Recent high-profile cases and harrowing testimony given to public inquiries have kept the issue in the headlines.
Meanwhile alleged cover-ups continue to dog the Church, and victims groups say the Vatican has not done nearly enough to right its wrongs.
Here's what you need to know.
How did this all come to light?
Although some accusations date back to the 1950s, molestation by priests was first given significant media attention in the 1980s, in the US and Canada.
In the 1990s the issue began to grow, with stories emerging in Argentina, Australia and elsewhere. In 1995, the Archbishop of Vienna, Austria, stepped down amid sexual abuse allegations, rocking the Church there.
Also in that decade, revelations began of widespread historical abuse in Ireland. By the early 2000s, Church sexual abuse was a major global story.
In the US, determined reporting by the Boston Globe newspaper (as captured in the 2015 film Spotlight) exposed widespread abuse and how paedophile priests were moved around by Church leaders instead of being held accountable. It prompted people to come forward across the US and around the world.

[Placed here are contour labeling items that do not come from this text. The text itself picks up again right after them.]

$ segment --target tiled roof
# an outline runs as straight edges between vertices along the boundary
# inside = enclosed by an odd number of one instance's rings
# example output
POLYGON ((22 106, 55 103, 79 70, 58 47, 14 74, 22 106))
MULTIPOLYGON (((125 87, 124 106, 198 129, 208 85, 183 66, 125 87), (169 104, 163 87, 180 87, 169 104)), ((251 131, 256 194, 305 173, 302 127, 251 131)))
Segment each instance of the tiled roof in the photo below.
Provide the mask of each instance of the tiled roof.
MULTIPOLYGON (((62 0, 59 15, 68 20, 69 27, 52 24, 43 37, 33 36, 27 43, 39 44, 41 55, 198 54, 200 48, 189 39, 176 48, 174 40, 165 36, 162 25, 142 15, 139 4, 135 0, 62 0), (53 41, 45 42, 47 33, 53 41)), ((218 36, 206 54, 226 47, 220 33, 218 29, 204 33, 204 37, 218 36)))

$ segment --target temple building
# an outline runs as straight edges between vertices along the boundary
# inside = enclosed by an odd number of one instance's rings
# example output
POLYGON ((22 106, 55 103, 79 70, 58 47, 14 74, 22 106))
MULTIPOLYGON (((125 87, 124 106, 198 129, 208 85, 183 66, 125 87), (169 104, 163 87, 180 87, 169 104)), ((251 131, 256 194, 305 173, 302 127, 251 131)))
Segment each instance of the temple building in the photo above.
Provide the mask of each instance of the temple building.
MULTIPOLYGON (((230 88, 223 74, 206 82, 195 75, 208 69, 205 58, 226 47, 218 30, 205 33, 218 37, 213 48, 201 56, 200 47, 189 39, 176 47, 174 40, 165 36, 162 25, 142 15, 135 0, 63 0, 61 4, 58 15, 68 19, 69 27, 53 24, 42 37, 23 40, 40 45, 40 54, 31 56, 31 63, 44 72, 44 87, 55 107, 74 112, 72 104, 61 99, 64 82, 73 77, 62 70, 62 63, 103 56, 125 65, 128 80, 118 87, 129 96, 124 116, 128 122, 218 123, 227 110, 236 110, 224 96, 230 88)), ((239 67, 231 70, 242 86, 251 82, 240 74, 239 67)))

A Church-commissioned report in 2004 said more than 4,000 US Roman Catholic priests had faced sexual abuse allegations in the last 50 years, in cases involving more than 10,000 children - mostly boys.
A 2009 report found that sexual and psychological abuse was "endemic" in Catholic-run industrial schools and orphanages in Ireland for most of the 20th Century.
World Catholic sex abuse scandals
UN: Vatican must remove abusers
A five-year Australian inquiry in 2017 found that "tens of thousands of children" were sexually abused in Australian institutions over decades, including churches, schools and sports clubs.